The benzylic functionalization of alkylpyridines is an important pathway for pyridine derivatives synthesis. The reaction partners, however, were mostly limited to highly reactive polar electrophiles. Herein, we report a potassium amide‐catalyzed selective benzylic C−H bond addition of alkylpyridines to styrenes.
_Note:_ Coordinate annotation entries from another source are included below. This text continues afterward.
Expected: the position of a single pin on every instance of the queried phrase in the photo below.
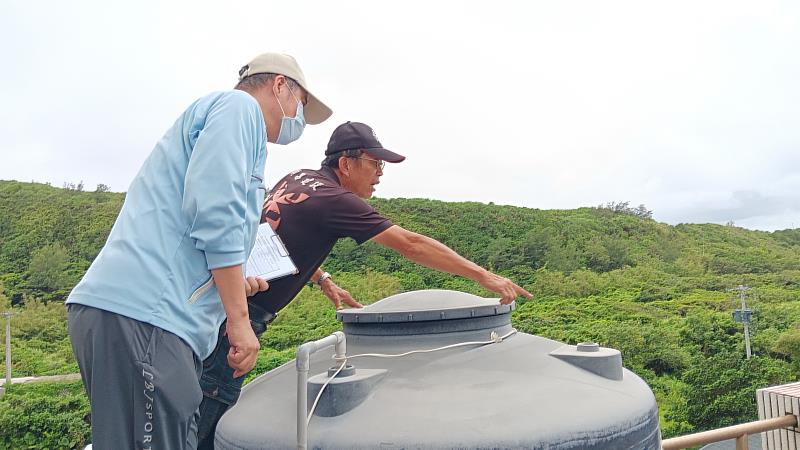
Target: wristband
(323, 277)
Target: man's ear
(344, 165)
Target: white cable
(495, 339)
(322, 389)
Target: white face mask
(291, 127)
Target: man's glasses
(379, 164)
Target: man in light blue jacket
(147, 311)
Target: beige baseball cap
(315, 111)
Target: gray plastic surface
(606, 362)
(507, 395)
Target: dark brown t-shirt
(310, 211)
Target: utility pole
(743, 315)
(7, 315)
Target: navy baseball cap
(359, 136)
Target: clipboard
(269, 258)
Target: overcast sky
(690, 107)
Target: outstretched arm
(334, 293)
(432, 253)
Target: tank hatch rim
(426, 306)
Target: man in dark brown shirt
(310, 210)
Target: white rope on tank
(494, 339)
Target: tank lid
(426, 305)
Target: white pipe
(304, 353)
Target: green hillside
(659, 293)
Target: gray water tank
(525, 392)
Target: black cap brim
(385, 155)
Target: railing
(738, 432)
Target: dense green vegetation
(658, 293)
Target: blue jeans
(220, 389)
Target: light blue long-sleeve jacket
(194, 206)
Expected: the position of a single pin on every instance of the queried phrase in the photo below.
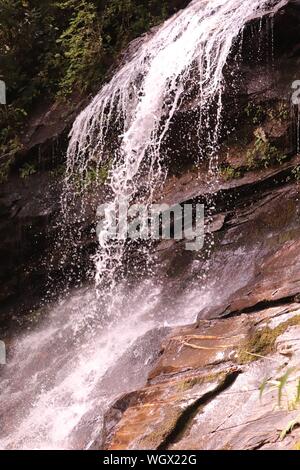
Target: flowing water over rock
(62, 375)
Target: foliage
(230, 173)
(263, 153)
(287, 399)
(52, 48)
(27, 169)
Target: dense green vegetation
(53, 48)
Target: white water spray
(53, 387)
(143, 96)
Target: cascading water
(60, 376)
(141, 100)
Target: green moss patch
(262, 342)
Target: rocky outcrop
(227, 384)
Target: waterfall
(63, 375)
(188, 52)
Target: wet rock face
(212, 389)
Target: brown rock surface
(203, 394)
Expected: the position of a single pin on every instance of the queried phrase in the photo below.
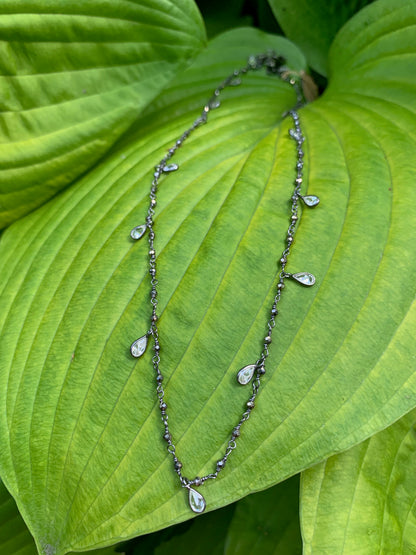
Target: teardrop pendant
(305, 278)
(246, 373)
(170, 168)
(137, 232)
(310, 200)
(138, 347)
(196, 501)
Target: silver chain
(274, 65)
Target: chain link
(274, 65)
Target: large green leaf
(363, 501)
(263, 523)
(83, 453)
(266, 522)
(15, 538)
(74, 76)
(313, 24)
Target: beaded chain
(274, 65)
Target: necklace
(275, 65)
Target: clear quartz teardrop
(305, 278)
(138, 232)
(170, 168)
(139, 346)
(196, 501)
(310, 200)
(246, 373)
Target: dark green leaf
(313, 24)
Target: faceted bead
(138, 232)
(310, 200)
(235, 82)
(245, 374)
(305, 278)
(196, 501)
(214, 103)
(170, 168)
(139, 346)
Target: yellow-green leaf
(363, 501)
(74, 76)
(82, 447)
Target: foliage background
(92, 95)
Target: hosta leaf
(15, 538)
(74, 76)
(82, 449)
(313, 24)
(363, 501)
(265, 522)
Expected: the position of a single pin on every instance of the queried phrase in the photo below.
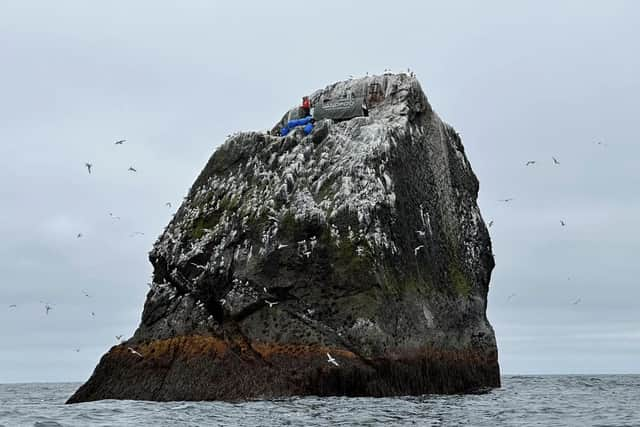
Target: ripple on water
(522, 401)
Potassium bis(trimethylsilyl)amide (KHMDS), a readily available Brønsted base, showed excellent catalytic activity and chemoselectivity. A series of alkylpyridine derivatives, including benzylic quaternary carbon substituted pyridines, were obtained in good to high yield. Preliminary mechanistic studies revealed that the deprotonation equilibrium is probably responsible for the excellent selectivity.

中文翻译：

---

酰胺钾催化的烷基吡啶对苯乙烯的苯甲酰CH键加氢

烷基吡啶的苄基官能化是吡啶衍生物合成的重要途径。然而，反应伙伴主要限于高反应性的极性亲电试剂。在本文中，我们报道了烷基吡啶向苯乙烯中的钾酰胺催化选择性苄基CH键加成。双（三甲基甲硅烷基）酰胺钾（KHMDS）是一种容易获得的布朗斯台德碱，具有出色的催化活性和化学选择性。以良好或高收率获得了一系列烷基吡啶衍生物，包括苄基季碳取代的吡啶。初步的机理研究表明，去质子平衡可能是造成极好的选择性的原因。